When George W. Bush became president in 2001, most observers expected him to continue Bill Clinton’s policy of belligerence toward Sudan. But Bush surprised many by ordering a Sudan policy review in his first month in office. A vocal lobby effort quickly began, with different parties vying to influence the review before it concluded in July of that year. Certain groups, particularly those associated with the Christian Right, opposed the negotiations. In some cases, Hoffman says, hawkish lobbyists were asking the Bush White House to “bomb the piss out of Khartoum.” But Bush appeared to favour engagement, and on September 6 he appointed former Senator John Danforth as special envoy for peace in Sudan.

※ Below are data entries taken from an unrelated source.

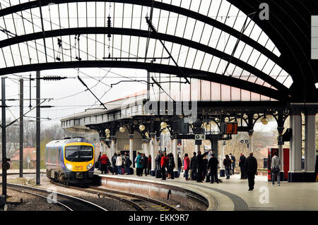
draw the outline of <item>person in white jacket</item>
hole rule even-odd
[[[117,167],[118,174],[122,175],[122,157],[119,153],[116,159],[116,166]]]
[[[274,152],[274,157],[271,159],[271,185],[275,184],[275,176],[277,176],[277,183],[281,186],[281,159],[278,157],[278,152]]]

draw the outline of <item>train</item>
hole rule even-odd
[[[47,176],[64,184],[91,183],[94,162],[95,145],[84,138],[54,140],[45,146]]]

Five days later, the World Trade Center towers came crashing down, and the idea that Sudan, the incubating ground for Osama bin Laden and al-Qaeda, was a pariah nation that needed to be confronted took on new resonance. Hoffman and Carter redoubled their efforts to get Washington committed to the peace process. In spring 2002, Carter set up a meeting in North Carolina between Hoffman and the Reverend Franklin Graham, head of the international charity Samaritan’s Purse, and son of Reverend Billy Graham. The younger Graham was arguably the most powerful voice of the American Christian Right and was known to have President Bush’s ear. Hoffman hoped to convince him that Bush should work for peace with Sudan’s existing government. It would be a tough sell. Graham had strong personal feelings about the Sudanese conflict because government forces had bombed near a Samaritan’s Purse hospital in the South. He had also argued before the US Senate in 2000 that the world had a moral obligation to overthrow al-Bashir’s regime. “We see burned-out villages, mutilated bodies, families torn apart, and religious persecution equal to that of the Holocaust,” he said. “The government of Sudan has purposely targeted the Christians and minorities of other faiths.”
To Hoffman, Graham’s analysis was simplistic. In truth, both the government and the southern rebels were guilty of gross human-rights abuses. It was a dirty, hateful war, focused primarily on power and oil, with abuses on both sides (and in fact, the vast majority of southern victims were animists, not Christians).